La RÉGIM plus populaire que jamais
Publié le 29 juin 2026 à 16:52, modifié le 29 juin 2026 à 17:01
Par: Pierre-Marie Nicolas
Le réseau de transport collectif de la Gaspésie connaît une croissance record. Des données obtenues par CHAU montrent que la Régie intermunicipale de transport Gaspésie–Îles-de-la-Madeleine a gagné 15 000 usagers entre 2023 et 2025, soit une hausse de 18 %.
La croissance s’est produite sur presque tous les trajets. Le secteur Rocher-Percé est en hausse de 46 %, celui de Gaspé, de 43 %. Seul l’Estran accuse une baisse une chute de 40 % que la régie explique par une surperformance en 2023. Il s’agit également d’un service sur demande, jumelé avec le transport adapté.
Finances dans le rouge
Malgré cet achalandage, la situation financière est critique. Au printemps 2026, la RÉGIM attendait depuis près d’un an plus d’un million de dollars en subventions ministérielles. La somme est arrivée en partie au début juin et a servi à éponger les dettes accumulées.
Les conséquences sont visibles dès cet été. Les navettes vers le parc national Forillon et la liaison Gaspé-Percé ont été annulées pour la saison. D’autres circuits ont été réduits en fréquence depuis février. Sur certains tronçons, la réservation est maintenant obligatoire pour limiter les kilomètres à vide.

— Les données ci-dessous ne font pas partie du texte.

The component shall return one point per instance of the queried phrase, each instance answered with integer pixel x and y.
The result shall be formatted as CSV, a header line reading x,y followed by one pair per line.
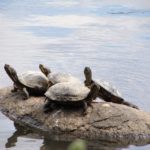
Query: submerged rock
x,y
105,121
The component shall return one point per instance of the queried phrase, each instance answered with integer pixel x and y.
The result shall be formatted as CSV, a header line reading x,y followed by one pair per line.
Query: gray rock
x,y
105,121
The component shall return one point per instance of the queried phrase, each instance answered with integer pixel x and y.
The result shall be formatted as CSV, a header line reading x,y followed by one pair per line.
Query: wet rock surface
x,y
105,121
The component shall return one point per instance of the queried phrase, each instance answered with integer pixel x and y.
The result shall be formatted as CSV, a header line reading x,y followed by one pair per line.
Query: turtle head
x,y
44,69
88,76
11,72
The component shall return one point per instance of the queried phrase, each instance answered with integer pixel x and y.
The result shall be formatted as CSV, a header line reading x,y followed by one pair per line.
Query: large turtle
x,y
30,82
70,94
106,91
57,77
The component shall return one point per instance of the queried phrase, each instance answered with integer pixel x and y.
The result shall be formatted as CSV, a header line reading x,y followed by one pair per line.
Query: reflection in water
x,y
59,142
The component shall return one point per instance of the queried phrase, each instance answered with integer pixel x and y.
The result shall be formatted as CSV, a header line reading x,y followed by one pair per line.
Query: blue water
x,y
110,36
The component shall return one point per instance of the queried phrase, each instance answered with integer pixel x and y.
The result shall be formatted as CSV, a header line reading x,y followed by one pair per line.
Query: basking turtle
x,y
70,94
30,82
55,78
106,91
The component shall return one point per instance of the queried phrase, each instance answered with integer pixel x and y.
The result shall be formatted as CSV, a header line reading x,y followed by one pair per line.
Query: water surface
x,y
112,37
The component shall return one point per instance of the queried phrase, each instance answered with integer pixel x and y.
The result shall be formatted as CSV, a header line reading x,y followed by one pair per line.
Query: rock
x,y
105,121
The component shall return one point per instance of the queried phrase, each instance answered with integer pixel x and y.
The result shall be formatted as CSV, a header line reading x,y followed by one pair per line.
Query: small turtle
x,y
106,91
70,94
30,82
55,78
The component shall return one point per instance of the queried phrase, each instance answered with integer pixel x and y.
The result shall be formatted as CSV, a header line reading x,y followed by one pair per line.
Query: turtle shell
x,y
109,87
67,91
34,79
62,77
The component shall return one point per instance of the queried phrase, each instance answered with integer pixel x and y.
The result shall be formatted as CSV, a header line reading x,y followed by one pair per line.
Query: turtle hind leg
x,y
85,106
26,93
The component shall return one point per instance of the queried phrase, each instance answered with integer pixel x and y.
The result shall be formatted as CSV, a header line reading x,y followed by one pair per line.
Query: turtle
x,y
106,91
30,82
57,77
70,94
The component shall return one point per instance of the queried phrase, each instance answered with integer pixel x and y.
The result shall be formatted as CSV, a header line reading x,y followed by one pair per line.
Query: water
x,y
110,36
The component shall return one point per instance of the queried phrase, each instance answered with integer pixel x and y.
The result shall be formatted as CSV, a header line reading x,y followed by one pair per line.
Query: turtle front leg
x,y
49,106
130,104
15,89
26,93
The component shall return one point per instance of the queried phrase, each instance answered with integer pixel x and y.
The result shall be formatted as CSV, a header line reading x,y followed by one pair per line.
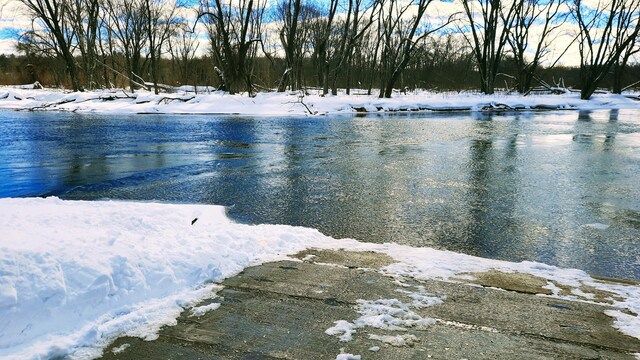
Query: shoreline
x,y
296,104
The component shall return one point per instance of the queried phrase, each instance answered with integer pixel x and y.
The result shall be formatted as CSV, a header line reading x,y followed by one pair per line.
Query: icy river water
x,y
562,188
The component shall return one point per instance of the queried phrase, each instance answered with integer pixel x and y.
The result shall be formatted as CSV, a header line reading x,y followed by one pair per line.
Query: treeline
x,y
258,45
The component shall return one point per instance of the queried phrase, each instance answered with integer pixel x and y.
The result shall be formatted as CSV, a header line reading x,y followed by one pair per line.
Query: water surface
x,y
558,187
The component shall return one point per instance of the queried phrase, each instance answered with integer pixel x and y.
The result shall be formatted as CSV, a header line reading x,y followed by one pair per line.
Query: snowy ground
x,y
75,275
292,103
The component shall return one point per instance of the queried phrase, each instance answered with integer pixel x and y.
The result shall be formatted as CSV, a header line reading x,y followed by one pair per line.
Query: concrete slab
x,y
281,310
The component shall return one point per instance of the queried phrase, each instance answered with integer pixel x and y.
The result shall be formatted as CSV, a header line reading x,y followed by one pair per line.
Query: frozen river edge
x,y
77,275
296,103
325,304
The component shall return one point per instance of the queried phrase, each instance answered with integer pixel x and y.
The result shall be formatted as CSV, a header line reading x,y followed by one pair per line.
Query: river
x,y
559,187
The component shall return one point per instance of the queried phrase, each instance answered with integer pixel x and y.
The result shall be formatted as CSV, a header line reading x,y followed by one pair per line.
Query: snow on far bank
x,y
292,103
75,275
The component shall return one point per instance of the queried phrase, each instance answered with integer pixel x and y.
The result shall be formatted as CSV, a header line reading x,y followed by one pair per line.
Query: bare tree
x,y
322,28
606,33
127,24
290,15
235,29
400,35
161,22
83,17
489,22
529,14
621,64
183,47
53,17
360,16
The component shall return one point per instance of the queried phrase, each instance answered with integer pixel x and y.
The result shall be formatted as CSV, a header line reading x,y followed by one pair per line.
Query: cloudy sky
x,y
13,20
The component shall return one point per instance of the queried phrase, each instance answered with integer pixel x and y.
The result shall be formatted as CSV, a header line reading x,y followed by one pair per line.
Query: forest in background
x,y
375,45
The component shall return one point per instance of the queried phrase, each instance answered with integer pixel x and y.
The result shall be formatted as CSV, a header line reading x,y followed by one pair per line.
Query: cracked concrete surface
x,y
281,310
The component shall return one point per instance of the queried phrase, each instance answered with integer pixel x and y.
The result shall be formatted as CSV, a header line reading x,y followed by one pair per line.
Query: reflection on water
x,y
557,187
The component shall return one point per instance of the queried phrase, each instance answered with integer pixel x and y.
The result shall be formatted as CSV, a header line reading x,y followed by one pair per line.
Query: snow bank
x,y
292,103
75,275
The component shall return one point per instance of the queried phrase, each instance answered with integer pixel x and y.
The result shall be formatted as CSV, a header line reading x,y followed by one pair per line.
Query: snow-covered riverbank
x,y
293,103
76,274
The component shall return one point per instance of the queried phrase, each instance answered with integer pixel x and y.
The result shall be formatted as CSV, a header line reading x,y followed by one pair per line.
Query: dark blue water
x,y
558,187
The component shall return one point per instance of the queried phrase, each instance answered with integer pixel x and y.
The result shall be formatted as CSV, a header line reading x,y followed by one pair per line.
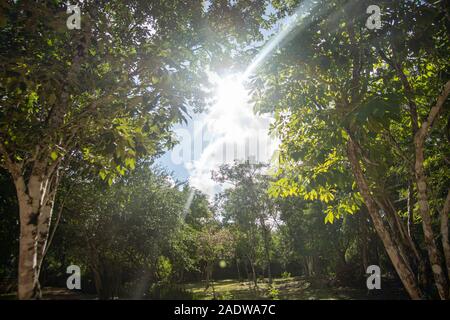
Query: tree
x,y
350,100
247,205
108,93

Une taxe pour renflouer la caisse
Pour assurer le financement de la régie, une taxe sur l’immatriculation est sur la table. Les MRC d’Avignon, de Bonaventure et de La Côte-de-Gaspé ont adopté le principe. Sur le terrain, les avis sont partagés.
« C’est vraiment bien même pour les gens qui ont besoin qui n’ont pas de voiture pour se déplacer. Écoute on habite dans une région c’est tellement vaste de se rendre un bord. Donc je crois que c’est vraiment nécessaire. Oui je serai d’accord de payer un peu plus de taxes. »
« On a besoin d’un transport collectif. Parce qu’il y a bien des gens qui n’ont pas d’auto et puis qui vont travailler avec ce transport-là. Pour aller et puis pour revenir (…) Ça ne fait aucune différence de payer des taxes un petit peu plus. »
« À mon âge je ne voyage pas beaucoup. Non je ne serai pas en accord non malheureusement. »
Selon les acteurs du dossier, la taxe sur l’immatriculation pourrait générer près de deux millions de dollars. Une implantation en janvier est envisagée.